Manchmal kommt man sich bei Macnotes ein bisschen vor wie Marcel Reif. Dortmund-Fans sagen, er ist Bayern-Anhänger und Bayern-Anhänger sagen, er sei Dortmund-Fan. Bei „Nachrichten“ habe ich früher schon einmal erklärt, dass man sich Quellen nicht „ausdenken“ kann und wenn sie eben in Asien oder den USA sitzen, man sich inhaltlich entsprechend auf sie bezieht, beziehen muss. Ich unterhalte leider keinen Kontakt zu Tim Cook, oder zumindest anderen hochrangigen Apple-Mitarbeitern, die mir alle paar Wochen mal irgendwelche Dinge erzählen, wie es bei Webseiten aus den USA der Fall ist und auch kenne ich keine Mitarbeiter von Firmen aus Apples Zuliefererbetrieben, die gegen Geld Webseiten aus Asien mit Informationen versorgen. Ich schreibe regelmäßig Fragen an Apples Pressestelle, aber die Quote, mit der ich Antwort bekomme, ist durchwachsen.

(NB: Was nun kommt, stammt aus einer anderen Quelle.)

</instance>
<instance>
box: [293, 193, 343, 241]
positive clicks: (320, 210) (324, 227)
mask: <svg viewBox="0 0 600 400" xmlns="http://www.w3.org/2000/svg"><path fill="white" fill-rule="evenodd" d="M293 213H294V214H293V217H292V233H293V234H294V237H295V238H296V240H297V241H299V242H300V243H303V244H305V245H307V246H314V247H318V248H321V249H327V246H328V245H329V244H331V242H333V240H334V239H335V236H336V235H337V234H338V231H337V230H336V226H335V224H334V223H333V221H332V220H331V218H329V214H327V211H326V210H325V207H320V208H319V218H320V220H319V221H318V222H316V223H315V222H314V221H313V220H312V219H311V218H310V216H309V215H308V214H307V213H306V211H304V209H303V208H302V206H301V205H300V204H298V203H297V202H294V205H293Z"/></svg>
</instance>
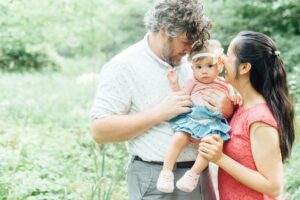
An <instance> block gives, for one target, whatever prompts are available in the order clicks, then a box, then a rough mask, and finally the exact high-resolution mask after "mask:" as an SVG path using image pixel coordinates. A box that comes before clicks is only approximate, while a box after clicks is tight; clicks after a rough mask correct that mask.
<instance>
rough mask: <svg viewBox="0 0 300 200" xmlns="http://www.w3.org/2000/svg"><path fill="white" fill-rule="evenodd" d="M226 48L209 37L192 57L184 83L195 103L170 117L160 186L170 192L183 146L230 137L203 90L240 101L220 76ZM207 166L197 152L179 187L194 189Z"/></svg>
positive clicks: (173, 85)
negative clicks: (172, 133)
mask: <svg viewBox="0 0 300 200" xmlns="http://www.w3.org/2000/svg"><path fill="white" fill-rule="evenodd" d="M222 55H223V48H222V47H221V44H220V42H219V41H217V40H208V41H207V42H206V43H205V45H204V47H203V48H202V49H201V50H200V51H194V52H193V53H192V54H191V56H190V58H191V62H192V71H193V75H194V76H193V77H192V78H191V79H189V80H187V82H186V83H185V87H184V89H185V91H186V92H187V93H188V94H189V95H190V96H191V99H192V102H193V106H192V108H191V111H190V112H189V113H184V114H181V115H178V116H177V117H175V118H173V119H171V120H170V123H171V126H172V128H173V129H174V131H175V134H174V136H173V138H172V141H171V144H170V146H169V149H168V151H167V154H166V157H165V159H164V165H163V170H162V171H161V173H160V175H159V178H158V181H157V189H158V190H159V191H161V192H165V193H171V192H173V190H174V175H173V172H172V169H173V167H174V164H175V162H176V160H177V158H178V156H179V154H180V152H181V151H182V149H183V148H184V147H185V146H186V145H187V144H188V142H189V141H190V137H192V138H193V139H197V140H201V138H203V137H205V136H208V135H212V134H218V135H219V136H221V138H222V139H223V140H224V141H226V140H228V139H229V138H230V137H229V134H228V131H229V130H230V126H229V125H228V123H227V120H226V119H225V118H224V117H223V116H222V114H221V113H220V112H219V111H213V110H210V109H209V108H208V107H211V106H209V103H208V102H206V101H205V100H204V99H203V97H202V94H201V92H202V91H203V90H205V89H208V88H209V89H211V90H218V91H221V92H223V93H225V94H226V95H227V96H228V97H230V98H231V99H232V101H234V104H240V101H241V100H240V98H239V96H238V95H234V91H233V88H232V87H231V86H230V85H229V84H226V83H225V82H224V79H223V78H221V77H219V76H218V75H219V74H220V73H221V72H222V70H223V63H222ZM167 77H168V80H169V83H170V86H171V88H172V90H173V91H178V90H180V87H179V83H178V75H177V71H176V70H175V69H170V70H169V71H168V74H167ZM207 165H208V161H207V160H206V159H205V158H203V157H202V156H201V155H200V154H198V156H197V158H196V161H195V163H194V165H193V167H192V168H191V169H190V170H188V171H187V172H186V173H185V174H184V176H183V177H182V178H181V179H179V180H178V181H177V183H176V186H177V188H179V189H180V190H182V191H184V192H192V191H193V190H194V189H195V187H196V186H197V184H198V181H199V177H200V173H201V171H202V170H203V169H205V168H206V167H207Z"/></svg>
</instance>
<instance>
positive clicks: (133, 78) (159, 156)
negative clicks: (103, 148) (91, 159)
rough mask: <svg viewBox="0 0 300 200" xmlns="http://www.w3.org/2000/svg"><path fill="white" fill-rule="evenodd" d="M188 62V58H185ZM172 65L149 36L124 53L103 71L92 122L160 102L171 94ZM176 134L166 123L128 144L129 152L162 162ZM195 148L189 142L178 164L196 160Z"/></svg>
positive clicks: (135, 138) (179, 74)
mask: <svg viewBox="0 0 300 200" xmlns="http://www.w3.org/2000/svg"><path fill="white" fill-rule="evenodd" d="M183 60H186V59H183ZM188 67H190V66H187V62H186V61H185V62H183V64H181V65H180V66H179V69H178V74H179V82H180V84H181V85H183V84H184V81H185V80H186V78H187V76H188V70H187V68H188ZM169 68H171V66H170V65H169V64H168V63H166V62H164V61H163V60H161V59H160V58H159V57H158V56H156V55H155V54H154V53H153V51H152V50H151V49H150V47H149V44H148V34H146V35H145V37H144V39H143V40H141V41H140V42H138V43H136V44H134V45H132V46H131V47H129V48H128V49H126V50H124V51H123V52H121V53H120V54H118V55H117V56H115V57H114V58H113V59H111V61H109V62H108V63H107V64H106V65H105V66H104V67H103V68H102V71H101V76H100V81H99V86H98V89H97V92H96V96H95V100H94V104H93V107H92V110H91V117H92V119H97V118H104V117H107V116H111V115H118V114H133V113H138V112H141V111H142V110H144V109H146V108H148V107H150V106H153V105H155V104H157V103H159V102H160V101H161V100H162V99H163V98H164V97H165V96H166V95H167V94H168V93H170V92H171V88H170V86H169V82H168V79H167V76H166V75H167V70H168V69H169ZM173 135H174V131H173V130H172V129H171V127H170V125H169V123H168V122H167V121H163V122H161V123H159V124H157V125H156V126H154V127H152V128H150V129H149V130H147V131H145V132H144V133H142V134H140V135H139V136H137V137H135V138H133V139H131V140H129V141H127V142H126V146H127V149H128V152H129V153H130V154H131V155H137V156H139V157H141V158H142V159H143V160H146V161H163V160H164V156H165V154H166V152H167V149H168V146H169V144H170V142H171V139H172V136H173ZM196 156H197V149H196V146H195V145H194V144H192V143H189V144H188V145H187V146H186V147H185V148H184V149H183V151H182V152H181V154H180V156H179V157H178V159H177V161H179V162H180V161H191V160H195V158H196Z"/></svg>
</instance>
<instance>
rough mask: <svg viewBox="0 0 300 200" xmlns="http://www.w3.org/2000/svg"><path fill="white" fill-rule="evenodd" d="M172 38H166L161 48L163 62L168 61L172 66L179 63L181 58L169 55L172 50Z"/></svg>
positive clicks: (178, 64) (165, 61) (177, 64)
mask: <svg viewBox="0 0 300 200" xmlns="http://www.w3.org/2000/svg"><path fill="white" fill-rule="evenodd" d="M171 41H172V39H171V38H170V39H168V41H167V42H166V43H165V44H164V45H163V49H162V50H161V55H162V58H163V60H164V61H165V62H167V63H169V64H170V65H171V66H172V67H175V66H177V65H180V63H181V58H180V59H178V56H171V53H172V52H171V51H172V48H173V47H172V43H171Z"/></svg>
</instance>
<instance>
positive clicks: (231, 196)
mask: <svg viewBox="0 0 300 200" xmlns="http://www.w3.org/2000/svg"><path fill="white" fill-rule="evenodd" d="M254 122H264V123H266V124H269V125H270V126H273V127H275V128H277V122H276V121H275V119H274V116H273V114H272V113H271V111H270V110H269V108H268V106H267V104H266V103H260V104H256V105H254V106H252V107H250V108H243V107H239V108H238V109H237V111H236V112H235V113H234V115H233V117H232V119H231V121H230V123H229V124H230V126H231V131H230V132H229V134H230V136H231V139H230V140H229V141H227V142H225V144H224V149H223V152H224V153H225V154H226V155H228V156H229V157H231V158H232V159H234V160H236V161H237V162H239V163H240V164H242V165H244V166H246V167H248V168H250V169H253V170H256V171H257V169H256V166H255V162H254V160H253V156H252V151H251V144H250V126H251V124H253V123H254ZM218 185H219V193H220V199H221V200H267V199H268V200H270V199H276V198H271V197H268V196H266V195H264V194H262V193H260V192H257V191H255V190H253V189H250V188H249V187H247V186H245V185H243V184H242V183H240V182H238V181H237V180H236V179H234V178H233V177H232V176H230V175H229V174H227V173H226V172H225V171H224V170H222V169H221V168H219V173H218Z"/></svg>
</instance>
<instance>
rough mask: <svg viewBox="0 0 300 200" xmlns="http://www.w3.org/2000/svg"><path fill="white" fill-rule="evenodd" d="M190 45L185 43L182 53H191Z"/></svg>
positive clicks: (190, 45)
mask: <svg viewBox="0 0 300 200" xmlns="http://www.w3.org/2000/svg"><path fill="white" fill-rule="evenodd" d="M192 49H193V48H192V45H190V44H187V45H185V47H184V53H186V54H191V53H192Z"/></svg>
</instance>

Das heißt aber nicht, dass ich nicht neugierig bin und trotzdem etwas wissen möchte. Denn ich habe schon zur Schulzeit journalistische Projekte begleitet, so zum Beispiel Artikel für die FAZ über den FraPort und den lokalen Remscheider General Anzeiger über Lotto in NRW schreiben können. Als der Bundestag noch in Bonn war, ich Roland Koch oder Joschka Fischer die Hand schüttelte, musste sich schon spontan ein Interview mit zumindest einem von beiden führen, weil ein Kollege gerade an anderer Stelle vom ZDF interviewt wurde. Darüber hinaus habe ich andere Artikel geschrieben, die auch „gedruckt“ erschienen sind. Doch irgendwann hab ich für mich „Online“ als zeitloses Medium erkannt. Umso mehr frustriert es mich, dass man sich online Nachrichten nicht aus den Rippen schneiden kann. Macnotes existiert seit 2006, ich selbst habe 1998 meine erste Domain registriert und damals wie heute immer wieder Interview-Anfragen gestellt. Mal mit mehr, mal mit weniger Erfolg.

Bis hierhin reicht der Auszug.